Barry met up with his beloved friend in 2011 and also most recently in March 2017. Algarin has been living with the ravages of HIV for many years and Barry doesn’t know how much longer Algarin will still shuffle on this mortal coil. So he wrote an essay, an ode to his pal. These are some evocative excerpts:
Having escaped this predatory environment of New York City landlords, escaped to Hollywood and made a decent living. Now I’m just visiting. You might call it slumming, but...there are human values here to pay attention to, values that one wouldn’t find in a white, middle-class environment...not much is happening in the suburbs by way of aiming for the jugular of life, the essence of one’s existence. I sense the vibrant spearhead of vitality itself in the hall of the Nuyorican Poets Café. I am alive in this room, on this bar stool perched before a glass of Coke and speaking about what has taken place over the past thirty years, speaking about the important things, the necessary ingredients that compose vitality of life itself. Miguel’s presence forbids waste of precious time. Words are expressed easily between us, words that accompany lack of pretense...When the subject of AIDS comes up, Miguel whispers for dramatic effect, ‘I feel like a killer. If my juices were to enter someone’s body, they would die; a killer, who could take a life...’
Nuyorican means a Puerto Rican living in New York, and Algarin and his compadres created something that still lives at Nuyorican Poets Café.
Barry’s story continues:
For me, the room represents Miguel’s canvass; his brush and paint are its local poets who read their work. Their lives matter by means of written metaphor, describing the battleground in which they live. The man before me has provided an arena for their poetry and theater that will live on when he will be dead. The Café encourages young and old to notice the world’s struggle, to write their perceptions onto the white pages of their notebooks, in some cases to memorize the words they have written for the benefit of its audiences. The Nuyorican Poets Café is a neighborhood university, where people are free to think and study the puzzle of writing itself and finally to express the barrio’s collective consciousness. This hall is a place of learning, a university of the streets, where local youth is encouraged to discover the full potential of their thinking minds.

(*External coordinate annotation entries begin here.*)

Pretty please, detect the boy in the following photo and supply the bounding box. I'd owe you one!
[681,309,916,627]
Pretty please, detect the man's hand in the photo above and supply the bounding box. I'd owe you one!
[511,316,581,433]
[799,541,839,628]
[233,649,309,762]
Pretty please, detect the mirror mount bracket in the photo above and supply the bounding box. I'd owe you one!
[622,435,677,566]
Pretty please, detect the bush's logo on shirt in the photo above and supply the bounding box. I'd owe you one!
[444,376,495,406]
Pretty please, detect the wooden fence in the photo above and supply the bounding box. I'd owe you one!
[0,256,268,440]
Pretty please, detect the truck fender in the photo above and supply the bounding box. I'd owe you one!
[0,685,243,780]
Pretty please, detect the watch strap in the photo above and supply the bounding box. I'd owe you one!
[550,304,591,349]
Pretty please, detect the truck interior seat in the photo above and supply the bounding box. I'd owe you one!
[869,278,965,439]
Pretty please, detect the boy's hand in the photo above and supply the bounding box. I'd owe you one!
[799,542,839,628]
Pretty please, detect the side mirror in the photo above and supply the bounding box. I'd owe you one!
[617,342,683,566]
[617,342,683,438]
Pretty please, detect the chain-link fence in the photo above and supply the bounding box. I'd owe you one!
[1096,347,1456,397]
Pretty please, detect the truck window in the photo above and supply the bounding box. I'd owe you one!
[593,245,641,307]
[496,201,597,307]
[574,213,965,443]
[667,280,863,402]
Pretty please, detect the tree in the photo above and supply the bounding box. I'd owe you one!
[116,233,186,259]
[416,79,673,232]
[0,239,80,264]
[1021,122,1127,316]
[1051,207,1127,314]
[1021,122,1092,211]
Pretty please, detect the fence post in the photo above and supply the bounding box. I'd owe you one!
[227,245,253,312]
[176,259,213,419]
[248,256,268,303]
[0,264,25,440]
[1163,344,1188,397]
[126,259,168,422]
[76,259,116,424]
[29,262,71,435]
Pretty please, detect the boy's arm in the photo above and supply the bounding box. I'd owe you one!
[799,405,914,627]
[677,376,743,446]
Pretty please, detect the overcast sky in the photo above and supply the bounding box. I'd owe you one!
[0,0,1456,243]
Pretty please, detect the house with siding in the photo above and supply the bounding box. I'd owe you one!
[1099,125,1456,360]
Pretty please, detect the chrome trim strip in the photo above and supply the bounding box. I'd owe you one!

It also occurs to me that this might be the last laugh we'll have together, considering Miguel’s illness, but I keep it to myself. Miguel is my one genuine friend, after so much creative work and many arguments between us, mostly bullshit having to do with our fragile egos, but as we grow older I respect and care for him more than ever. And I miss you, already, Miguel.
My pal Ray continues to be a constantly working actor, a septuagenarian who looks 15 years younger. He pounds away at the bag, then breaks out laughing, a mirthful, vital sound that reverberates up from his still powerful frame. He’s aware that life is ticking away its clock on Miguel, on him, like on all of us. He recites a sentence from his Miguel essay: “...the spouting fountainhead of your mellifluous melody, Miguel, your poetry, I am stricken by the meagerness of my own parched attempt.”
Then Ray adds, that when he recently surprised Miguel at the ABC bar in Alphabet City, he came up behind and good heartedly whispered: “Move over, you old fuck!”
Smart old dogs still breaking balls, Nuyorican-style.